17. Governing Law and Choice of Forum.  This Agreement shall be governed by and interpreted in accordance with the laws of the State of Washington, U.S.A, without regard to the conflicts of law rules thereof. Any claim or dispute arising in connection with this Agreement shall be resolved exclusively in the federal or state courts situated within King County or Seattle, Washington.

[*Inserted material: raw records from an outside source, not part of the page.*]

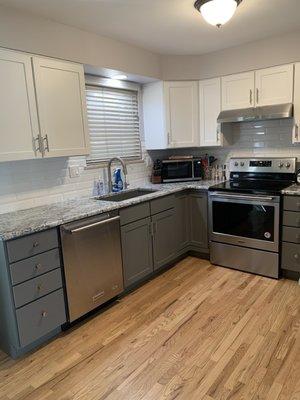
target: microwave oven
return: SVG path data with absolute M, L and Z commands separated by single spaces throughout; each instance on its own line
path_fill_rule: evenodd
M 163 183 L 199 181 L 202 179 L 201 159 L 163 160 L 161 178 Z

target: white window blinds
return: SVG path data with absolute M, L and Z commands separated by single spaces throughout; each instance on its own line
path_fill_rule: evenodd
M 86 86 L 91 154 L 88 162 L 141 158 L 138 92 Z

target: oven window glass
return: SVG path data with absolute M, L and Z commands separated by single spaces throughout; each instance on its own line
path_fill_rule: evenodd
M 162 168 L 163 179 L 188 179 L 192 178 L 192 162 L 164 163 Z
M 274 241 L 273 206 L 213 202 L 213 231 L 268 242 Z

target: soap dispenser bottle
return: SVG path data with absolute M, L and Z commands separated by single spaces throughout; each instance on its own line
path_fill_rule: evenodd
M 123 190 L 123 180 L 121 175 L 121 168 L 116 168 L 113 177 L 113 192 L 120 192 Z

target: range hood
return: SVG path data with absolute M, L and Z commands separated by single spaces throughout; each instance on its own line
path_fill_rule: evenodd
M 221 111 L 218 123 L 223 122 L 251 122 L 267 119 L 280 119 L 293 117 L 293 104 L 276 104 L 273 106 L 242 108 L 240 110 Z

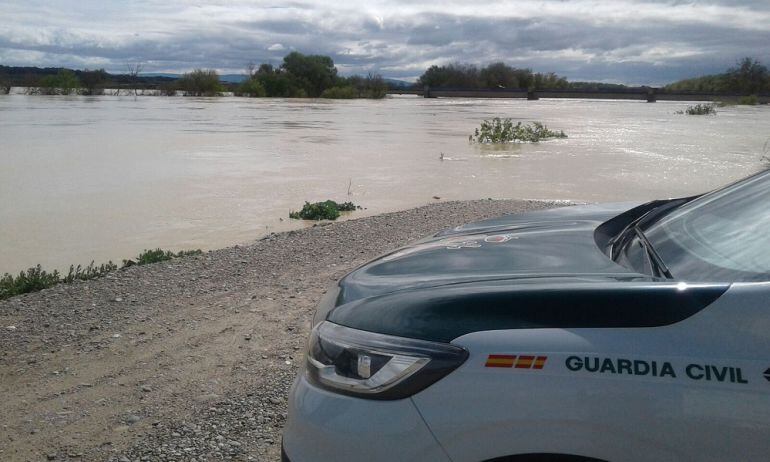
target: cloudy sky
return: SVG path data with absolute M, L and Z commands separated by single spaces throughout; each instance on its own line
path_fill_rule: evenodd
M 0 64 L 243 72 L 291 50 L 411 80 L 505 61 L 570 80 L 660 84 L 770 65 L 770 0 L 0 0 Z

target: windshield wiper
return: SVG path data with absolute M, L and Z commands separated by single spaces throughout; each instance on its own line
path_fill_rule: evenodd
M 653 207 L 652 209 L 648 210 L 647 212 L 633 219 L 630 223 L 628 223 L 625 226 L 625 228 L 623 228 L 623 230 L 620 233 L 618 233 L 617 236 L 613 237 L 610 240 L 609 242 L 610 258 L 613 261 L 618 259 L 618 255 L 620 255 L 620 251 L 623 250 L 623 247 L 625 247 L 625 243 L 628 240 L 629 236 L 632 236 L 636 232 L 635 229 L 638 228 L 639 223 L 641 223 L 642 220 L 650 216 L 656 210 L 658 210 L 658 207 Z
M 647 236 L 644 235 L 641 228 L 634 226 L 634 233 L 639 239 L 639 243 L 644 247 L 644 250 L 647 253 L 647 259 L 649 260 L 653 271 L 658 273 L 659 276 L 663 276 L 667 279 L 674 279 L 674 275 L 671 274 L 671 271 L 669 271 L 666 264 L 663 263 L 663 259 L 660 258 L 658 252 L 655 251 L 655 247 L 653 247 L 652 244 L 650 244 L 650 241 L 647 240 Z
M 623 250 L 623 247 L 625 246 L 628 238 L 636 233 L 634 228 L 639 228 L 641 231 L 641 227 L 645 225 L 649 220 L 652 220 L 656 217 L 660 218 L 661 216 L 665 216 L 672 210 L 675 210 L 682 204 L 685 204 L 692 199 L 694 199 L 694 197 L 686 197 L 671 201 L 655 201 L 660 202 L 660 204 L 653 206 L 650 210 L 631 220 L 631 222 L 628 223 L 623 228 L 623 230 L 618 233 L 617 236 L 609 240 L 608 244 L 610 246 L 610 258 L 612 260 L 617 260 L 618 255 L 620 255 L 621 250 Z

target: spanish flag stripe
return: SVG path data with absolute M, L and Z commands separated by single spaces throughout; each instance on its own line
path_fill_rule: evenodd
M 533 369 L 542 369 L 543 366 L 545 366 L 545 360 L 548 359 L 547 356 L 538 356 L 537 359 L 535 359 L 535 365 L 532 367 Z
M 513 367 L 516 356 L 511 355 L 489 355 L 486 367 Z
M 516 369 L 529 369 L 534 360 L 534 356 L 519 356 L 519 360 L 516 361 Z

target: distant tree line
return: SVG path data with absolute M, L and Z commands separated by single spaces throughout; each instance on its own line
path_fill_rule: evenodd
M 129 65 L 126 74 L 109 74 L 104 69 L 69 70 L 64 68 L 0 66 L 0 94 L 11 86 L 23 86 L 42 94 L 98 95 L 105 88 L 156 89 L 161 94 L 212 96 L 224 91 L 252 97 L 310 98 L 383 98 L 388 84 L 379 75 L 342 77 L 329 56 L 291 52 L 283 62 L 249 65 L 240 84 L 226 83 L 212 69 L 196 69 L 181 78 L 142 76 L 141 65 Z M 454 87 L 466 89 L 583 89 L 623 90 L 620 84 L 569 82 L 553 72 L 539 73 L 496 62 L 484 67 L 472 64 L 431 66 L 415 83 L 416 88 Z M 744 58 L 723 74 L 681 80 L 663 87 L 664 91 L 736 93 L 757 95 L 770 92 L 770 71 L 758 60 Z
M 128 67 L 136 69 L 139 66 Z M 136 72 L 110 74 L 104 69 L 72 70 L 60 67 L 0 66 L 0 91 L 4 85 L 7 85 L 34 88 L 33 92 L 36 93 L 98 95 L 102 94 L 105 88 L 158 88 L 163 83 L 175 80 L 170 77 L 138 76 Z
M 244 96 L 284 98 L 384 98 L 388 86 L 379 75 L 340 77 L 329 56 L 293 51 L 278 67 L 250 65 L 236 89 Z
M 663 87 L 666 91 L 737 93 L 757 95 L 770 92 L 770 72 L 754 58 L 743 58 L 723 74 L 680 80 Z
M 569 82 L 553 72 L 535 73 L 497 62 L 478 68 L 473 64 L 431 66 L 420 76 L 418 87 L 454 87 L 467 89 L 524 88 L 529 90 L 567 89 Z

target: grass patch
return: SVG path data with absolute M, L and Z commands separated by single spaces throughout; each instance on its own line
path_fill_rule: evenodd
M 323 202 L 305 202 L 299 212 L 290 212 L 289 218 L 295 220 L 336 220 L 340 212 L 352 212 L 361 207 L 352 202 L 335 202 L 333 200 Z
M 716 115 L 717 109 L 714 104 L 696 104 L 695 106 L 687 106 L 684 111 L 677 111 L 677 114 L 687 115 Z
M 123 266 L 121 266 L 121 268 L 128 268 L 129 266 L 134 265 L 147 265 L 190 255 L 201 255 L 202 253 L 203 251 L 200 249 L 183 250 L 177 253 L 161 249 L 145 250 L 136 257 L 136 261 L 123 260 Z M 70 269 L 66 275 L 62 275 L 57 270 L 49 273 L 40 265 L 33 266 L 26 271 L 20 272 L 18 276 L 5 273 L 3 277 L 0 278 L 0 300 L 15 297 L 16 295 L 37 292 L 57 284 L 70 284 L 75 281 L 96 279 L 117 269 L 118 265 L 110 261 L 98 266 L 95 265 L 94 262 L 91 262 L 88 266 L 70 265 Z
M 481 127 L 468 137 L 468 141 L 481 144 L 537 143 L 552 138 L 566 137 L 567 135 L 563 131 L 549 130 L 545 124 L 540 122 L 532 122 L 527 125 L 518 122 L 514 125 L 511 119 L 495 117 L 492 120 L 481 122 Z

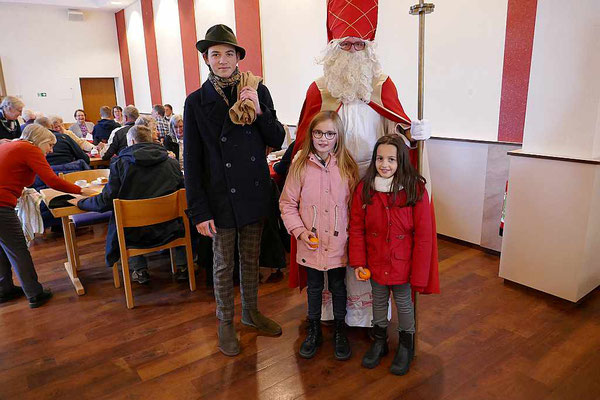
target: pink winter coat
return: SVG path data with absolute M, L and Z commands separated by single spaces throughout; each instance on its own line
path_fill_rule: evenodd
M 319 247 L 310 250 L 298 241 L 296 262 L 320 271 L 348 264 L 348 182 L 340 176 L 336 158 L 331 155 L 324 167 L 311 154 L 302 179 L 288 174 L 279 208 L 283 223 L 295 238 L 307 229 L 319 238 Z

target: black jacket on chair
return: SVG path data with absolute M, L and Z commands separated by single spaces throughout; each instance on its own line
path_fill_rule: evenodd
M 110 164 L 110 176 L 102 193 L 80 200 L 82 210 L 104 212 L 113 209 L 114 199 L 139 200 L 165 196 L 183 188 L 179 163 L 169 158 L 167 149 L 156 143 L 137 143 L 121 151 Z M 141 228 L 125 228 L 128 247 L 147 248 L 183 237 L 180 219 Z M 119 240 L 114 214 L 106 235 L 106 265 L 117 262 Z
M 94 125 L 94 130 L 92 131 L 92 136 L 94 137 L 94 144 L 98 144 L 103 140 L 108 140 L 112 131 L 120 127 L 118 122 L 115 122 L 112 119 L 103 118 L 96 125 Z
M 115 132 L 110 146 L 108 146 L 106 153 L 102 156 L 103 160 L 110 160 L 112 156 L 119 154 L 121 150 L 127 147 L 127 132 L 129 132 L 133 125 L 133 122 L 126 122 L 121 129 Z
M 252 125 L 231 122 L 229 106 L 209 81 L 185 101 L 183 159 L 194 224 L 214 219 L 217 228 L 239 228 L 269 213 L 265 151 L 280 148 L 285 131 L 267 87 L 261 83 L 257 91 L 263 113 Z
M 81 147 L 70 136 L 54 131 L 52 133 L 56 136 L 56 144 L 52 153 L 46 155 L 48 164 L 61 165 L 77 160 L 83 160 L 86 164 L 90 163 L 90 156 L 81 150 Z

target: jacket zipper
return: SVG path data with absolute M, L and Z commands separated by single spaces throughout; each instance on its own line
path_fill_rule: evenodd
M 317 206 L 312 206 L 313 209 L 313 220 L 312 220 L 312 229 L 310 230 L 312 233 L 317 233 Z

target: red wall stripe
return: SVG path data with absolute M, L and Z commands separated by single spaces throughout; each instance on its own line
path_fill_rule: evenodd
M 121 74 L 123 75 L 123 90 L 125 92 L 125 103 L 134 104 L 133 83 L 131 81 L 131 64 L 129 63 L 129 46 L 127 45 L 127 28 L 125 26 L 125 11 L 115 13 L 117 24 L 117 41 L 119 43 L 119 55 L 121 57 Z
M 240 70 L 262 76 L 262 43 L 260 37 L 259 0 L 235 0 L 235 33 L 238 43 L 246 49 Z
M 537 0 L 508 0 L 498 140 L 523 142 Z
M 144 40 L 146 41 L 146 61 L 148 63 L 148 79 L 150 81 L 150 98 L 152 104 L 162 104 L 160 92 L 160 74 L 158 73 L 158 52 L 154 33 L 154 11 L 152 0 L 141 0 L 142 21 L 144 23 Z
M 200 87 L 200 63 L 196 50 L 196 17 L 194 0 L 179 0 L 179 28 L 181 30 L 181 50 L 183 51 L 183 76 L 186 94 Z

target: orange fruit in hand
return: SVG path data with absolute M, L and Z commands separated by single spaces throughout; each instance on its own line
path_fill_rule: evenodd
M 360 279 L 370 279 L 371 278 L 371 271 L 369 271 L 368 268 L 363 268 L 363 272 L 358 271 L 358 277 Z
M 316 249 L 319 247 L 319 238 L 316 238 L 313 236 L 313 237 L 309 238 L 308 240 L 311 242 L 310 247 L 312 247 L 313 249 Z

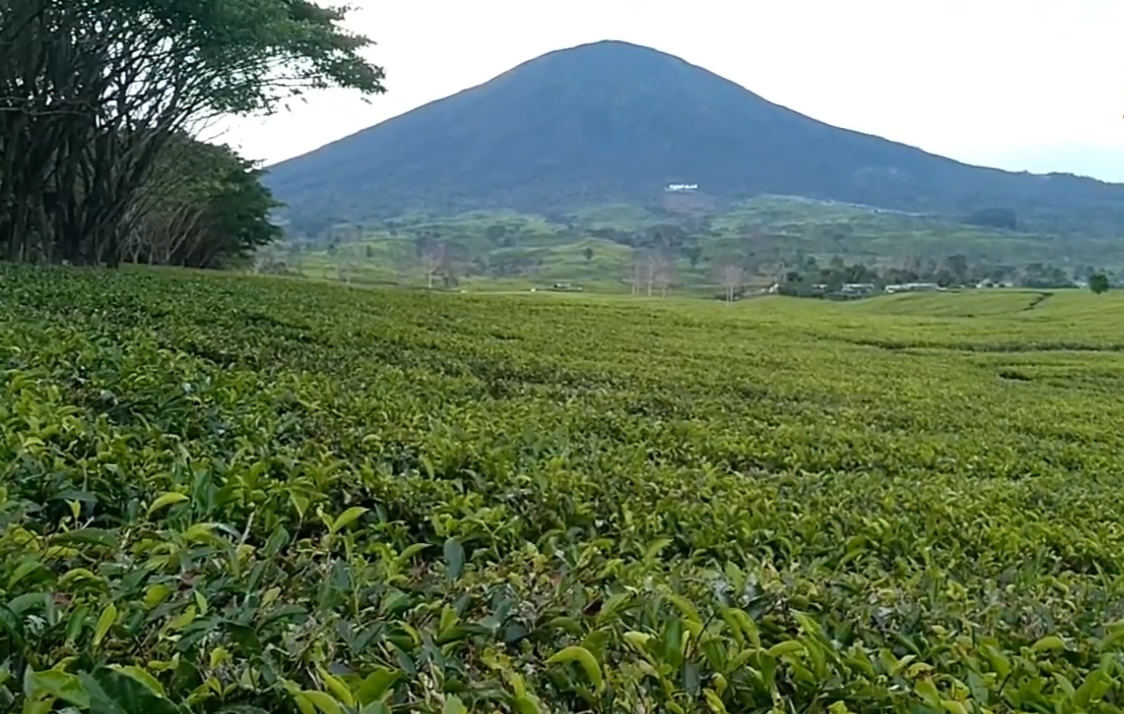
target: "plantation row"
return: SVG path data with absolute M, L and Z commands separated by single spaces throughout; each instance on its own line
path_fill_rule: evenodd
M 0 710 L 1117 711 L 1119 344 L 0 268 Z

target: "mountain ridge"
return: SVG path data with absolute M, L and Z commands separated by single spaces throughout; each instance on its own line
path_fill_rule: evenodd
M 806 116 L 684 59 L 555 50 L 269 168 L 295 225 L 487 208 L 651 204 L 668 183 L 938 215 L 1011 208 L 1038 230 L 1124 226 L 1124 186 L 976 166 Z

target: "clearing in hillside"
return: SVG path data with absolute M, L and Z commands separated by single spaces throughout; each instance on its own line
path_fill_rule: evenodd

To the maximum extent permitted by law, you hereby consent to the exclusive jurisdiction and venue of such courts and waive any objections to the jurisdiction or venue of such courts.


18. Export Restrictions.  You agree to comply fully with all relevant export laws and regulations of the United States and other applicable jurisdictions to ensure that neither the Software, nor any direct product thereof, are: (i) downloaded or otherwise exported or re-exported directly or indirectly in violation of such export laws and regulations; or (ii) used for any purposes prohibited by the such export laws and regulations, including but not limited to nuclear, chemical, or biological weapons proliferation.


19. General.  Company’s failure to enforce any right or provision of this Agreement will not be deemed a waiver of such right or provision. In the event that any provision of this Agreement is held to be invalid or unenforceable, the remaining provisions of this Agreement will remain in full force and effect. You may not assign, delegate or transfer this Agreement or any of your rights or obligations hereunder without our prior written consent, and any attempt to do so will be void. We may assign these this Agreement without your consent. This Agreement (together with the Service Agreement, Exhibits and Addendums attached to this Agreement) constitutes the entire agreement between you and us regarding the Software and Service, and they supersede and replace any prior agreements and understandings between you and us regarding the Software or Service. This Agreement may be executed in counterparts, each of which shall be deemed to be an original and together which shall constitute one and the same agreement.